Galway’s European Capital of Culture year ‘could not be more timely’
The programme launch was celebrated with an extravaganza of festivities in Galway on Wednesday evening.
Galway’s year as European Capital of Culture “could not be more timely” amid changing political relationships, a senior diplomat said.
Ireland’s ambassador in London, speaking just weeks before the UK is due to leave the EU, hailed culture as a “very effective instrument of soft diplomacy”.
There were celebrations and live performances in Galway on Wednesday evening as the city celebrated the launch of its Capital of Culture programme.
Chair of Galway 2020 European Capital of Culture, Arthur Lappin and Irish Culture minister Josepha Madigan were among those in the city to celebrate the beginning of the year.
Ambassador Adrian O’Neill said culture can be successful in “challenging mindsets” in a way that brings people together and is “non-threatening”.
He spoke at a briefing in London as the city on the west coast of Ireland launched its programme of arts events for 2020.
He said: “As we now try to kind of maybe reset political relationships during difficult times, I think we need culture more than ever.
“And we need culture as the glue that brings us together and binds us more closely.
“So I think Galway 2020 could not be more timely and I’m sure Galway 2020 will be a very, very effective demonstration of the power of culture to do all of that.”
The county will be ablaze in a week-long festival of fire to launch the programme in February, as flames move through six towns and villages in an ancient pagan Celtic tradition, ahead of an opening ceremony in the city.
Highlights of the 12-month project, which cost 39.7 million euro, include a talk by The Handmaid’s Tale author Margaret Atwood, and an art installation called Borderline, involving communities in the county working with those from across the border in Derry.

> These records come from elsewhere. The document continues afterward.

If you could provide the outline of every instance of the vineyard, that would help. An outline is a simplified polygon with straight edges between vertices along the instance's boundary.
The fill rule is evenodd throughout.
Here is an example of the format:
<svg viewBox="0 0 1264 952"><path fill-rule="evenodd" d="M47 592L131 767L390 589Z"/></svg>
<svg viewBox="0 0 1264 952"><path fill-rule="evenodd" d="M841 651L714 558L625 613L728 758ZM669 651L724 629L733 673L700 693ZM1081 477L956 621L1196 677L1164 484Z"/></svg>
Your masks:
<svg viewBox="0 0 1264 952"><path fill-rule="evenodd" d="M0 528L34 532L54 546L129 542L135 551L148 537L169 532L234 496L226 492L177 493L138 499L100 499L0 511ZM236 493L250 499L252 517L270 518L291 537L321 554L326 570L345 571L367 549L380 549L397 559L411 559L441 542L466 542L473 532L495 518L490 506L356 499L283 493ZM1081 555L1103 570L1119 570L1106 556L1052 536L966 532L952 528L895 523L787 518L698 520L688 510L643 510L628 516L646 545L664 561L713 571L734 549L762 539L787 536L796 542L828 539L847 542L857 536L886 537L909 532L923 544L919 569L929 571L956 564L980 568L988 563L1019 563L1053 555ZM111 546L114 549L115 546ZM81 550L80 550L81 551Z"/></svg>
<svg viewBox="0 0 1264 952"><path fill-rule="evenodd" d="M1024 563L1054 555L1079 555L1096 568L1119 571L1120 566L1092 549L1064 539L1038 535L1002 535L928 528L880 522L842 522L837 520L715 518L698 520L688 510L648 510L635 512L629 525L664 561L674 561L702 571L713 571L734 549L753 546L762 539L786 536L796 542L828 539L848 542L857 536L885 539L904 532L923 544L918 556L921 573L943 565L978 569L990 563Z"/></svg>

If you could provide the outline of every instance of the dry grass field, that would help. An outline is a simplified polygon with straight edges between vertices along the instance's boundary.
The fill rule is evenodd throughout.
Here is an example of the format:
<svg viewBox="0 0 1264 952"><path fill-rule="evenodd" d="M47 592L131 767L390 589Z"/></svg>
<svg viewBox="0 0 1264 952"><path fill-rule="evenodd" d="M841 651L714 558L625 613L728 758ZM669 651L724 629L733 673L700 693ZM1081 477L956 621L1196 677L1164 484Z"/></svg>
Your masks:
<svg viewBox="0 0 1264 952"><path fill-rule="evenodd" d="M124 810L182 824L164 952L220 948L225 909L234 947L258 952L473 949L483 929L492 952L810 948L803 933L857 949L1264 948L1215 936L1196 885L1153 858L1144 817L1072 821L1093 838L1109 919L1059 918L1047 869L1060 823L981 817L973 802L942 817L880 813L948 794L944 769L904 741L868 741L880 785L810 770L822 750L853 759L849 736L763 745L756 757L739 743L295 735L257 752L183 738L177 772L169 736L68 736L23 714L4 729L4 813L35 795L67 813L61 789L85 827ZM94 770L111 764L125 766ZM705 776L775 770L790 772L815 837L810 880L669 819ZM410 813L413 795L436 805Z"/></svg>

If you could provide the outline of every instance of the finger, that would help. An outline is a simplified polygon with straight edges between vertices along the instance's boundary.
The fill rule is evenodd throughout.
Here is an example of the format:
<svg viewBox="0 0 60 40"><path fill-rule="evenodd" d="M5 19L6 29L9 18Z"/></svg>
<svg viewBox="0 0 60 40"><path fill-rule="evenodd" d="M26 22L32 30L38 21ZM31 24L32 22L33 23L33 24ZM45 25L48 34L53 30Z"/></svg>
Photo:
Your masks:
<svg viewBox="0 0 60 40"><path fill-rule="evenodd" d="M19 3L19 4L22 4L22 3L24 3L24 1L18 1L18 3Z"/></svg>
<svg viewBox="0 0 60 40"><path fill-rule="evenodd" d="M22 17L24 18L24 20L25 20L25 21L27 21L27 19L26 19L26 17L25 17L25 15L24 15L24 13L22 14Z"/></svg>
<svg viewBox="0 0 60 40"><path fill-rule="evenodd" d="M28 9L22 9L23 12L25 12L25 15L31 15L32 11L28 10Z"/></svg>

The Connemara mountains will be lit up in green for St Patrick’s Day in March in a commission entitled Savage Beauty by Finnish artist Kari Kola.
Galway shares the 2020 title with Rijeka in Croatia.
Irish President Michael D Higgins said: “The festival will provide uniquely Galwegian, Irish and international perspectives exploring those quintessential Irish themes of language, landscape and migration.”
He said the festival will become a celebration “of the local, national and European communities of which we all are part”.
Funding for the programme comes from the Irish Government, Galway City Council, Galway County Council, and the European Union.